Over the decades, radio telescope observations of the cosmos have uncovered several anomalies. The cosmos is full of strange things, from pulsars to fast-radio bursts. The so-called Odd Radio Circles are one of the most unusual structures (ORCs). Even though they are a million light-years across, they are extremely dim and difficult to notice. New observations have revealed further information about these ORCs. There are five known ORCs, and the researchers focused on one, in particular, ORC1C.
The findings, published in the Royal Astronomical Society’s Monthly Notices, revealed that these shells are formed by radiation from accelerated electrons and contain a complicated interior structure made up of many arcs. “People frequently wish to explain their findings and demonstrate that they are consistent with our current understanding. In a statement, co-author Dr. Jordan Collier of the Inter-University Institute for Data-Intensive Astronomy remarked, “It’s far more fascinating to discover something new that contradicts our present knowledge.”
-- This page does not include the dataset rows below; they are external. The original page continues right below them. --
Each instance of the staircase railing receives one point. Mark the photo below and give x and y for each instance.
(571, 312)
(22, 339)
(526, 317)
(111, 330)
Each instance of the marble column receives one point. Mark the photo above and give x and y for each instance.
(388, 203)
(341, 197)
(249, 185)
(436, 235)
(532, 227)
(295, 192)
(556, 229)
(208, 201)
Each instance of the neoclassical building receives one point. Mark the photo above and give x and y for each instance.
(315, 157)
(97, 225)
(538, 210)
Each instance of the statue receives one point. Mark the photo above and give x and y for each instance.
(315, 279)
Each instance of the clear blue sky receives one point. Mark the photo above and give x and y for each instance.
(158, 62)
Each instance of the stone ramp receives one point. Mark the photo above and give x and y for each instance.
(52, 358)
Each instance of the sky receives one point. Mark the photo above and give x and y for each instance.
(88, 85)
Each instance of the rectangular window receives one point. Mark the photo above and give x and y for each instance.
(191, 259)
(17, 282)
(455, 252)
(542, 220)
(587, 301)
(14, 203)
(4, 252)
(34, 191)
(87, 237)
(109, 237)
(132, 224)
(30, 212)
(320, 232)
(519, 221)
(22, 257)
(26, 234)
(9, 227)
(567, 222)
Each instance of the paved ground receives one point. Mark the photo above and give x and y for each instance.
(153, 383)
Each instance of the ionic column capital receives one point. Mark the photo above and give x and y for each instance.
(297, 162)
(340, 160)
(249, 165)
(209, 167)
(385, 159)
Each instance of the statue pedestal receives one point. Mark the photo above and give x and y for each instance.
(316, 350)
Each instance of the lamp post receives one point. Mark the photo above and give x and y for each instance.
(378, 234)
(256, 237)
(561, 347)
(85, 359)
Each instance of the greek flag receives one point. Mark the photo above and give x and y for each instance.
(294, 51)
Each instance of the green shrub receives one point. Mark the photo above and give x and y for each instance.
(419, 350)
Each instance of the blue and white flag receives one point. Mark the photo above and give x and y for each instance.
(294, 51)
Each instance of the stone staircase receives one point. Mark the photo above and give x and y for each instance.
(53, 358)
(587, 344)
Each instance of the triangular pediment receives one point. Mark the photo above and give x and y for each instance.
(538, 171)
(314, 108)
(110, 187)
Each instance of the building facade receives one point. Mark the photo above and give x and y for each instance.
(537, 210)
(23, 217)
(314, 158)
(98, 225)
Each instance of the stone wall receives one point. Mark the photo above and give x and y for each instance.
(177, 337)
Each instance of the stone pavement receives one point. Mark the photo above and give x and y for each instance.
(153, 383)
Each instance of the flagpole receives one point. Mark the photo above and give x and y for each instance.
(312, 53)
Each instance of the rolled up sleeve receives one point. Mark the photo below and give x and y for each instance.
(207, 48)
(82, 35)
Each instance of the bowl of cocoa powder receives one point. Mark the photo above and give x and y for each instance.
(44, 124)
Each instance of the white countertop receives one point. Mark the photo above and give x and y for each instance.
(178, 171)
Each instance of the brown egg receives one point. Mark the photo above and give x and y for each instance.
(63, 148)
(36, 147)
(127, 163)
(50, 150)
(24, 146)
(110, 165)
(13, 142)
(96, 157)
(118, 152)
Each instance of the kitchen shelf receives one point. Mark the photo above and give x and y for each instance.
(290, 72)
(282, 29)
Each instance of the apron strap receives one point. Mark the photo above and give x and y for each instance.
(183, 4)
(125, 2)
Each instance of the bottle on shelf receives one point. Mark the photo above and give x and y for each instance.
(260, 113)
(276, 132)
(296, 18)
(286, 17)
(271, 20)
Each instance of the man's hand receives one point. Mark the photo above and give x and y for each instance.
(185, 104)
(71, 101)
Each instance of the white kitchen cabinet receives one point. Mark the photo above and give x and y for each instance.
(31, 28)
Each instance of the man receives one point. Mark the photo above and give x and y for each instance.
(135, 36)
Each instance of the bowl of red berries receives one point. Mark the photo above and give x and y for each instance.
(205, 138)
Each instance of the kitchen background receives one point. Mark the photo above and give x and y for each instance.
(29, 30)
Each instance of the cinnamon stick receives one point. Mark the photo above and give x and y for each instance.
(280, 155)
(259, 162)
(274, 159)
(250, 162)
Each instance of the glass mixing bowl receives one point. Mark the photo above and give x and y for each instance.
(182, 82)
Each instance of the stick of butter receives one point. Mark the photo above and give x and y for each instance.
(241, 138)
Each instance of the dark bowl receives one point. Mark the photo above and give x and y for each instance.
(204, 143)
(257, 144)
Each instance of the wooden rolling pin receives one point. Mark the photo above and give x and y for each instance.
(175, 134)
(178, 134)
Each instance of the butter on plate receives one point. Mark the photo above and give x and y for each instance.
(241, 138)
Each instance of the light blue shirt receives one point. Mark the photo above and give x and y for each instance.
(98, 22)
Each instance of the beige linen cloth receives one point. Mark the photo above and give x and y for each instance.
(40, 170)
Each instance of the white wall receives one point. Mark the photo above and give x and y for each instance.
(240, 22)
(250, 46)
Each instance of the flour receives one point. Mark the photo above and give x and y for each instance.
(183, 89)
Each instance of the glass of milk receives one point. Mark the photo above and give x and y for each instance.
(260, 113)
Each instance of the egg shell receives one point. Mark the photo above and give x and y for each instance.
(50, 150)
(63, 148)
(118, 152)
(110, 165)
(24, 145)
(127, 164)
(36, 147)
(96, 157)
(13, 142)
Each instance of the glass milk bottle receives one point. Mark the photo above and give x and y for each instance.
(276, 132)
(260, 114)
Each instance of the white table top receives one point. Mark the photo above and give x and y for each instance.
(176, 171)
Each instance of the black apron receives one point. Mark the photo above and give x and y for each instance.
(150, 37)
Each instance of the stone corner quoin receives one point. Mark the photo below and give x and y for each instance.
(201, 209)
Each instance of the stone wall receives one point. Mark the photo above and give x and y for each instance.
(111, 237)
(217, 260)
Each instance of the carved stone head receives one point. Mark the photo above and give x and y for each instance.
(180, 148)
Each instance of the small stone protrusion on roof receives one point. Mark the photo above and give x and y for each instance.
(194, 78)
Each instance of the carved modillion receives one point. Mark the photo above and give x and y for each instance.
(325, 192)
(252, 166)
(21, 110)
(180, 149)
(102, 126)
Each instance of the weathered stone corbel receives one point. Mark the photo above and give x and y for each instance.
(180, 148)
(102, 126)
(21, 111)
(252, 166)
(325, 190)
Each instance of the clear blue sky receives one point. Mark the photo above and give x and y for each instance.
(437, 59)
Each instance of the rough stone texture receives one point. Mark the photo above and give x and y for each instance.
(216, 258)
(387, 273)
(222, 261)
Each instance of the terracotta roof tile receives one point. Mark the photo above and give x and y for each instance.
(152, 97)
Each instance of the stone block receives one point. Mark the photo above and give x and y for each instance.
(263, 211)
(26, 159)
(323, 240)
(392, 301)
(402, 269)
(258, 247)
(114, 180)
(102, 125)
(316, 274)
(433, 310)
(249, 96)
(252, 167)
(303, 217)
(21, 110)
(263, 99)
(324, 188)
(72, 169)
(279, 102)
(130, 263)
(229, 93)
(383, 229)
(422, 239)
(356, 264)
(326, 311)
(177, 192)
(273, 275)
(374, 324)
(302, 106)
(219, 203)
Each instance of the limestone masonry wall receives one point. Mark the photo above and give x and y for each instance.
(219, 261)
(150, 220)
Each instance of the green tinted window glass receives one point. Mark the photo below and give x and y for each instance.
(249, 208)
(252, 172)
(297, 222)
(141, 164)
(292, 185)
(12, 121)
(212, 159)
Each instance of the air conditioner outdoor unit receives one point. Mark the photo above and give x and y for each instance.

The team offers three possible theories for what is causing these ORCs based on their observations. The collision of two supermassive black holes at the heart of the elliptical galaxy encompassed by ORC1C might have resulted in their birth. Another theory is that in the past, the supermassive black hole was actively generating a stream of material. The ORC would be the remainder of what might be seen if you looked down at the jet. The last hypothesis is that the galaxy had a starburst, which resulted in a massive surge in star formation and tremendous charged particle winds.
Although models of these scenarios cannot explain everything seen in space, the starburst theory presently matches the evidence better than the others. “We know ORCs are rings of feeble radio emissions encircling a galaxy with a highly active black hole at its center,” lead author Professor Ray Norris stated.
The observations were made possible by two Square Kilometer Array (SKA) predecessor observatories: ASKAP, which is located on Wajarri Yamatji land in Western Australia, and MeerKAT, which is located in the Northern Cape region of South Africa. Using both has given fresh insights into these structures and indicates how much more of the cosmos we will be able to observe once the SKA is operational in 2027.
“International collaboration improves nearly all astronomy programs – both in terms of the teams of people engaged and the technology available,” said Professor Elaine Sadler, Chief Scientist of the CSIRO’s Australia Telescope National Facility. “Both ASKAP and MeerKAT are forerunners of the multinational SKA project. These complimentary telescopes working together are allowing us to have a better knowledge of odd radio circles.”